On Thu, Dec 11, 2014 at 10:07 PM, Heikki Linnakangas <
[email protected]> wrote:
> * I don't like filling the priorities-array in
> SyncRepGetSynchronousStandby(). It might be convenient for the one caller
> that needs it, but it seems pretty ad hoc.
>
> In fact, I don't really see the point of having the array at all. You
> could just print the priority in the main loop in
> pg_stat_get_wal_senders(). Yeah, nominally you need to hold SyncRepLock
> while reading the priority, but it seems over-zealous to be so strict about
> that in pg_stat_wal_senders(), since it's just an informational view, and
> priority changes so rarely that it's highly unlikely to hit a race
> condition there. Also note that when you change the list of synchronous
> standbys in the config file, and SIGHUP, the walsender processes will
> update their priorities in random order. So the idea that you get a
> consistent snapshot of the priorities is a bit bogus anyway. Also note that
> between filling the priorities array and the main loop in
> pg_stat_get_wal_senders(), a new WAL sender might connect and set a slot's
> pid. With the current coding, you'll print an uninitialized value from the
> array if that happens. So the only thing that holding the SyncRepLock
> really protects from is a "torn" read of the value, if reading an int is
> not atomic.
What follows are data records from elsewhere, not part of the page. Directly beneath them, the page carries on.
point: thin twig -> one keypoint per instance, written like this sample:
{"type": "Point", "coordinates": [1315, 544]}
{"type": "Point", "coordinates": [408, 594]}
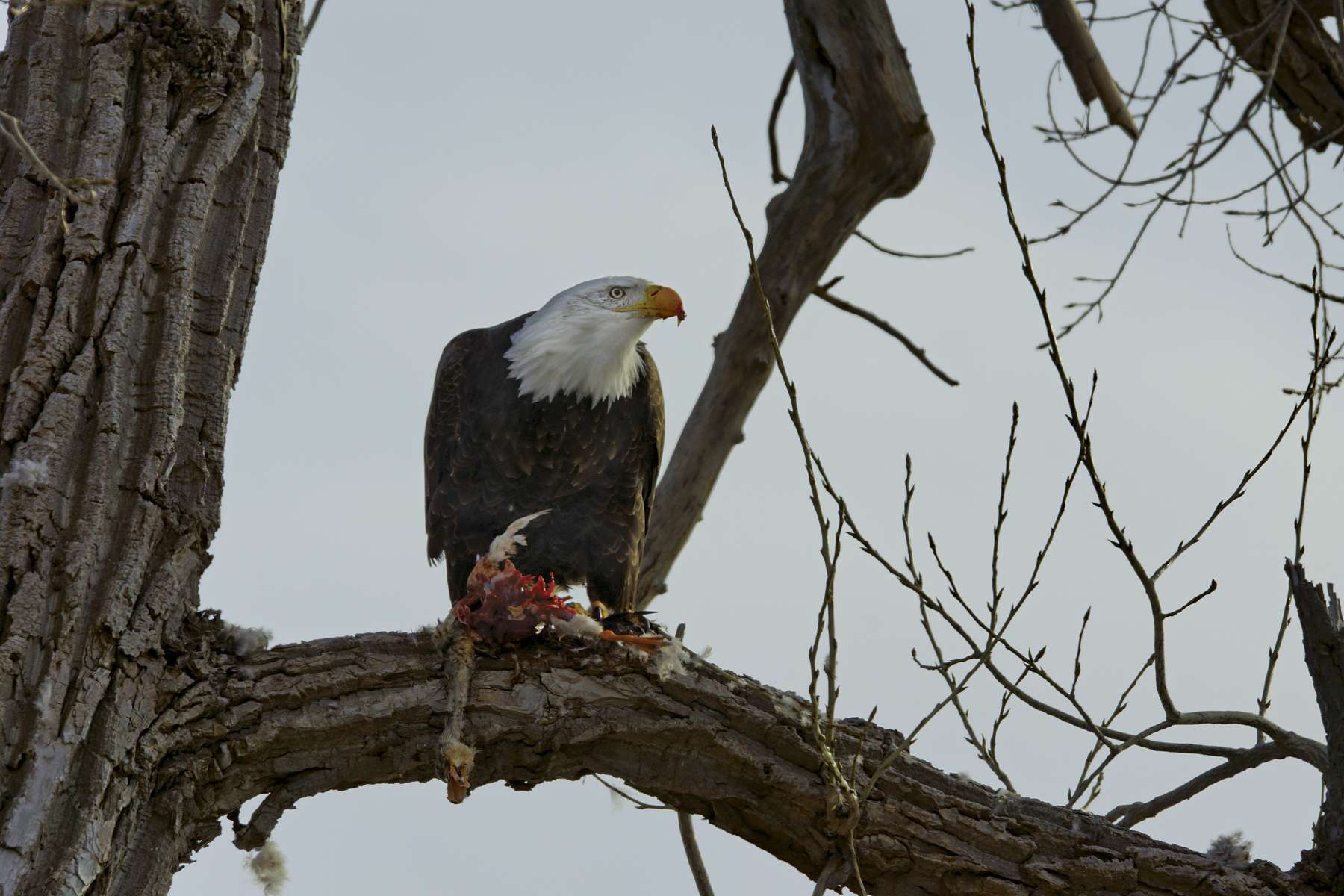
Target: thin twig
{"type": "Point", "coordinates": [312, 19]}
{"type": "Point", "coordinates": [635, 801]}
{"type": "Point", "coordinates": [898, 253]}
{"type": "Point", "coordinates": [692, 855]}
{"type": "Point", "coordinates": [826, 294]}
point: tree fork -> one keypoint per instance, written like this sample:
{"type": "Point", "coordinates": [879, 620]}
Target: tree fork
{"type": "Point", "coordinates": [124, 316]}
{"type": "Point", "coordinates": [866, 139]}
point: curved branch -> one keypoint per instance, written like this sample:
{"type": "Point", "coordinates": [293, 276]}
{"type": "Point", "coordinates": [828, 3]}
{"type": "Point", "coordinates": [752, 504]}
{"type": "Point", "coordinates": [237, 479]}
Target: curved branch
{"type": "Point", "coordinates": [343, 712]}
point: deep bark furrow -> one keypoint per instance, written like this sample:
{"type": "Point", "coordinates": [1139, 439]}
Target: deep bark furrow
{"type": "Point", "coordinates": [120, 383]}
{"type": "Point", "coordinates": [346, 712]}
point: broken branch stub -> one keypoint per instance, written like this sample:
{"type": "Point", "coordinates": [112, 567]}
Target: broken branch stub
{"type": "Point", "coordinates": [866, 139]}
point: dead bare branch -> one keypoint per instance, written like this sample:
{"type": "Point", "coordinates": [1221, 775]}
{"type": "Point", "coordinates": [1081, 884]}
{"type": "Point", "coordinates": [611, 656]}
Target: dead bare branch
{"type": "Point", "coordinates": [823, 292]}
{"type": "Point", "coordinates": [1082, 58]}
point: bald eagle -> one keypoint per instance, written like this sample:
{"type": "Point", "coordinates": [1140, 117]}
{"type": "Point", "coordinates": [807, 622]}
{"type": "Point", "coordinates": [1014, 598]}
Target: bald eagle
{"type": "Point", "coordinates": [558, 410]}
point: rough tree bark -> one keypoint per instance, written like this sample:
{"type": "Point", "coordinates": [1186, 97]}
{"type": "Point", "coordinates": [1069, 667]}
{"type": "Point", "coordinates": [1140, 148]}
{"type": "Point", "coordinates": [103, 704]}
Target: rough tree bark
{"type": "Point", "coordinates": [128, 729]}
{"type": "Point", "coordinates": [121, 331]}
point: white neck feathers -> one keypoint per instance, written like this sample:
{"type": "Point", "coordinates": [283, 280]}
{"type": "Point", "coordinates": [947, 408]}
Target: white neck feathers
{"type": "Point", "coordinates": [577, 348]}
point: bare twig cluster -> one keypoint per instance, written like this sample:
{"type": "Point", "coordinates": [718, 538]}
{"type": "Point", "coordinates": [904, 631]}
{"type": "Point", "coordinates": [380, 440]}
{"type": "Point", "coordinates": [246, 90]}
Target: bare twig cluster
{"type": "Point", "coordinates": [983, 635]}
{"type": "Point", "coordinates": [72, 190]}
{"type": "Point", "coordinates": [1280, 42]}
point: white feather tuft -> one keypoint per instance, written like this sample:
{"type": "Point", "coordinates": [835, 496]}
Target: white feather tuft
{"type": "Point", "coordinates": [242, 641]}
{"type": "Point", "coordinates": [508, 541]}
{"type": "Point", "coordinates": [268, 867]}
{"type": "Point", "coordinates": [26, 473]}
{"type": "Point", "coordinates": [670, 660]}
{"type": "Point", "coordinates": [1230, 849]}
{"type": "Point", "coordinates": [579, 626]}
{"type": "Point", "coordinates": [574, 344]}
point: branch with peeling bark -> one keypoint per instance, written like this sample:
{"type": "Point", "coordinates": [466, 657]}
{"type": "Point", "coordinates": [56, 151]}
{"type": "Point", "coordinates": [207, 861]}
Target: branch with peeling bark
{"type": "Point", "coordinates": [343, 712]}
{"type": "Point", "coordinates": [1082, 58]}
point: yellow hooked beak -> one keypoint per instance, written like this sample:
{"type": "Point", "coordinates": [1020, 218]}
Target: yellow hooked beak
{"type": "Point", "coordinates": [659, 301]}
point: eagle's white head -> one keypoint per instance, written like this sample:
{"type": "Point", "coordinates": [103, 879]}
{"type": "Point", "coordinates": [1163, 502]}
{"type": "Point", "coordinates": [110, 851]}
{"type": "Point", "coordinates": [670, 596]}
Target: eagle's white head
{"type": "Point", "coordinates": [582, 341]}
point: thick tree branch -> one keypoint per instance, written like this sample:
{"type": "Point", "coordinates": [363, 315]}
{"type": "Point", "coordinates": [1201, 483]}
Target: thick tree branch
{"type": "Point", "coordinates": [1082, 58]}
{"type": "Point", "coordinates": [343, 712]}
{"type": "Point", "coordinates": [867, 139]}
{"type": "Point", "coordinates": [1285, 43]}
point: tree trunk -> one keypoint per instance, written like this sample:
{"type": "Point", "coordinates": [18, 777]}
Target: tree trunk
{"type": "Point", "coordinates": [121, 332]}
{"type": "Point", "coordinates": [128, 729]}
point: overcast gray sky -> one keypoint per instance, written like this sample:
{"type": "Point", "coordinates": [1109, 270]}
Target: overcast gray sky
{"type": "Point", "coordinates": [456, 164]}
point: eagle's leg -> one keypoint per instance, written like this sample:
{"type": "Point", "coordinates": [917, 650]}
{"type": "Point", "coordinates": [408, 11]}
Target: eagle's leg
{"type": "Point", "coordinates": [621, 622]}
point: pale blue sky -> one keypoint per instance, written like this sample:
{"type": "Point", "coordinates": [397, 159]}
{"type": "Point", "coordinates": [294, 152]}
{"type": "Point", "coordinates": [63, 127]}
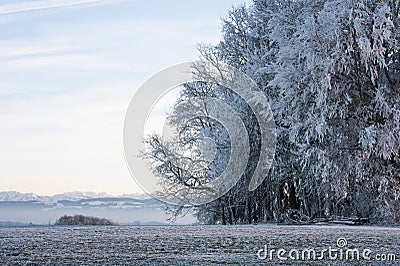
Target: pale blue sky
{"type": "Point", "coordinates": [68, 70]}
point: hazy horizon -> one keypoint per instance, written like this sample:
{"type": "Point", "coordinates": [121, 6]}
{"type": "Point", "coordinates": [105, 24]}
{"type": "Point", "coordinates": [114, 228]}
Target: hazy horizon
{"type": "Point", "coordinates": [69, 70]}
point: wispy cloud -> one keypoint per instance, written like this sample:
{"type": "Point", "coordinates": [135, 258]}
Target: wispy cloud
{"type": "Point", "coordinates": [42, 4]}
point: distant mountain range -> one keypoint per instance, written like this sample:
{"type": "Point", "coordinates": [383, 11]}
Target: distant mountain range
{"type": "Point", "coordinates": [29, 208]}
{"type": "Point", "coordinates": [71, 196]}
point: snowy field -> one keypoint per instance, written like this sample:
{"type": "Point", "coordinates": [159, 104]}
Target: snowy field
{"type": "Point", "coordinates": [191, 245]}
We could use the spinlock to protect from that if we care.
>
That's fair, and it simplifies the whole process as well as the API able to
fetch the synchronous WAL sender.
> * Would be nicer to return a pointer, than index into the wal senders
> array. That's what the caller really wants.
>
> I propose the attached (I admit I haven't tested it).
>
Actually if you do it this way I think that it would be worth adding the
small optimization Fujii-san mentioned upthread: if priority is equal to 1,
we leave the loop earlier and return immediately the pointer. All those
things gathered give the patch attached, that I actually tested FWIW with
multiple standbys and multiple entries in s_s_names.
Regards,
--
Michael
diff --git a/src/backend/replication/syncrep.c b/src/backend/replication/syncrep.c
index aa54bfb..34530a0 100644
--- a/src/backend/replication/syncrep.c
+++ b/src/backend/replication/syncrep.c
@@ -5,7 +5,7 @@
* Synchronous replication is new as of PostgreSQL 9.1.
*
* If requested, transaction commits wait until their commit LSN is
- * acknowledged by the sync standby.
+ * acknowledged by the synchronous standby.
*
* This module contains the code for waiting and release of backends.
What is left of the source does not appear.